Emergency Departments See Improved Wait-Time Ratings

by Rick Blizzard

For those who work in hospitals, it probably isn't surprising that the emergency department is the lowest-rated service area of the four (inpatient, emergency department, outpatient test and treatment, and outpatient surgery) for which Gallup tracks patient feedback. Emergency departments are regularly declared to be in a state of crisis, and the result has been an intense focus in most hospitals on emergency department operations and the inpatient-emergency department interface.

But now there is some good news for America's emergency departments. Gallup's newly released healthcare database for the 2004 calendar year (based on nearly 200,000 patient interviews from 385 hospitals) shows one important emergency department satisfaction item -- wait time -- improved more from 2003 than any other item across all four service areas. The improvement in wait time has led to an increase in overall emergency department patient satisfaction.

The Importance of Wait Time Improvement

Satisfaction with wait time is the greatest "dissatisfier" of all the core emergency department satisfaction items; it garners the lowest mean satisfaction score of any core item. Wait time satisfaction dropped from a mean score of 3.08 in 2000 to a score of 3.04 in 2003, but increased back to 3.08 in 2004.

Large data aggregates like the Gallup healthcare database tend to remain stable over time, so the .04-point increase between 2001 and 2004 is more meaningful than it might appear.

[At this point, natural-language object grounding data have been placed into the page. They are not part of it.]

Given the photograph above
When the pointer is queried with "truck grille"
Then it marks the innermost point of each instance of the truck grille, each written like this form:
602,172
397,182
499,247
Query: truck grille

Even more significantly, the emergency department is the only service area to improve its overall satisfaction score between 2003 and 2004.

Why Have Emergency Departments Improved?

Several years ago I worked with a medical director who was faced with an antiquated emergency department that was too small for its current volume. The medical director told me her department's scores would not improve until the hospital built a new emergency facility. But the hospital hired a new medical director several months later, and scores improved significantly. Although an updated facility had not been built, the new director knew every detail of the emergency department's process and devoted constant attention to improving patient flow. That attention to detail led to improved patient satisfaction, despite cramped quarters and old equipment.

I'm now observing this same phenomenon across the country. Improving satisfaction with emergency departments doesn't necessarily depend on new construction, even if that construction is badly needed. It can also result from increased focus on improving processes and patient-staff interactions.

I have observed several improvements in emergency departments across the country that may be helping drive increased satisfaction:

  • implementation of emergency department bedside registration
  • expansion of fast-track minor emergency services
  • holding area processing of inpatient admissions needing a bed
  • staggered scheduling for emergency and ancillary staff members to increase staffing during peak volume periods
  • greater emphasis on patient registration triage

Bottom Line

Emergency departments are badly in need of good news, and this increase in scores is worthy of celebration. But there is much more work to be done -- scores remain unacceptably low. Most patients are now reporting acceptable wait times, but a minor system breakdown can still cause massive delays and unhappy customers. Even the best emergency departments must work to reduce inconsistent performance and continue to focus on improving patient-staff interactions.